Wochen vergingen, die Anspannung und Freude auf das ungewisse Abenteuer stiegen ins Unendliche. Jedem musste ich von meinem Plan unterrichten, doch nicht längst bei jedem stoß es auf Verständnis. Warum ausgerechnet so unterentwickelte Länder? Warum Indien, das ist doch so dreckig? Alles Vorurteile, der ich keiner Beachtung zu kommen ließ. Mein Entschluss stand fest und diese Reise, in genau dieser Ausführung, sollte mich verändern. Ich ließ mich von Niemand mehr beirren und hörte nur noch auf mein Herz. Ich folgte dem Ruf der Freiheit.

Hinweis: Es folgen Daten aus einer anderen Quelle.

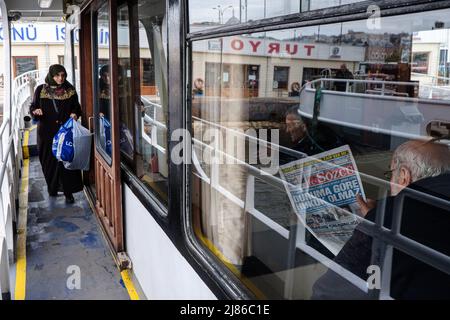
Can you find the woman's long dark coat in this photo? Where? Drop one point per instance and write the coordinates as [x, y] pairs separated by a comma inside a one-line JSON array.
[[58, 178]]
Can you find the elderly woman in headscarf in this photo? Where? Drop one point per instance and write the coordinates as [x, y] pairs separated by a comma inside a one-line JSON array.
[[53, 104]]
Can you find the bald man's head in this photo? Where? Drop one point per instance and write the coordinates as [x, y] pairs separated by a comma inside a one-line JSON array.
[[415, 160]]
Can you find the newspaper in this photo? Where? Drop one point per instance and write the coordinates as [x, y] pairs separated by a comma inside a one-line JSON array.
[[322, 190]]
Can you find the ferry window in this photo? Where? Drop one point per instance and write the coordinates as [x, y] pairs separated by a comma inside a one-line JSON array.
[[24, 64], [280, 78], [355, 103], [103, 82], [151, 144], [420, 62], [228, 12], [124, 84], [76, 58]]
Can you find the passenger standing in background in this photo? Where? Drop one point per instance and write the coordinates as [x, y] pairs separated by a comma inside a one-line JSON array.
[[53, 104], [343, 73], [417, 167], [104, 86]]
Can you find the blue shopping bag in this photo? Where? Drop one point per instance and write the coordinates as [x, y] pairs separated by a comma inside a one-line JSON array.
[[62, 146]]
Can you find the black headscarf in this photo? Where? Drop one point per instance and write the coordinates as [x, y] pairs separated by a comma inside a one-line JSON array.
[[53, 71]]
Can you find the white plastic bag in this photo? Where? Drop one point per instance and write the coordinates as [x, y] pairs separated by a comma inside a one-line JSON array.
[[82, 148]]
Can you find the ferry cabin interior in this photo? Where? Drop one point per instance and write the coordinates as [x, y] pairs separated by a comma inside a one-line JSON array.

Am 02. Mai 2013 um 20:18 Uhr war es dann endlich soweit. Der Tag der Tage, die Stunde der Stunden war gekommen und wir starteten die Reise unseres Lebens.

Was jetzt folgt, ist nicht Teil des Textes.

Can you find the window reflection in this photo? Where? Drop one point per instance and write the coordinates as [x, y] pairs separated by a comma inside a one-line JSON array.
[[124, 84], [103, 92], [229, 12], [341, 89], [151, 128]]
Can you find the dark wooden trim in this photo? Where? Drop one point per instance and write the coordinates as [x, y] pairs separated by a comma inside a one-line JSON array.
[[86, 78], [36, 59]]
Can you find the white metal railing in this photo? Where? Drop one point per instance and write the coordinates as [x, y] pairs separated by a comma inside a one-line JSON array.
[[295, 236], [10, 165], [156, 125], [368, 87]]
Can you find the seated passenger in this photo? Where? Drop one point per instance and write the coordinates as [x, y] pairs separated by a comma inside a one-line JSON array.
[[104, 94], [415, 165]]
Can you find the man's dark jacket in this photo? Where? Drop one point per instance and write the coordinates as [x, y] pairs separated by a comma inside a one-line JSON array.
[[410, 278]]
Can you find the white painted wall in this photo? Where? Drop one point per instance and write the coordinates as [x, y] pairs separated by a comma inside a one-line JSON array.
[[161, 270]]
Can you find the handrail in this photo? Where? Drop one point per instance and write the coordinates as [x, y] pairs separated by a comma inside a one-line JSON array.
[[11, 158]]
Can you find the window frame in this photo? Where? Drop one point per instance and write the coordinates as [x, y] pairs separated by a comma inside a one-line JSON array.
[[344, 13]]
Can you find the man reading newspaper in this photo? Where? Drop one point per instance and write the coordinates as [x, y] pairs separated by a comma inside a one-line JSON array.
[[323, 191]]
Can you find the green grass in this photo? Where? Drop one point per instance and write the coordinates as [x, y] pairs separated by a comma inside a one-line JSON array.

Auch wenn ich an dieser Stelle nicht zu viel Vorweg nehmen möchte, stellt diese Reise alles für mich vorher dagewesene in Schatten und wird mich zweifellos bis an mein Lebensende begleiten. Es war ein sehr prägender Lebensabschnitt. Wir betraten am Frankfurter Flughafen das Flugzeug von Air India und ließen alles andere zurück. Es gab nur ein Ziel: Freiheit!

An dieser Stelle möchte ich mich noch einmal herzlich bei meinen Eltern und meiner Oma bedanken. Ich weiß wie schwer es euch gefallen ist, euern Sohn bzw. Enkel für ein knappes halbes Jahr in die unendlichen Weiten der östlichen Welt zu verabschieden, aber ich habe euch sehr lieb. Ihr standet immer zu mir, so auch bei dem Entschluss, diese Reise zu starten. Dafür danke ich euch sehr!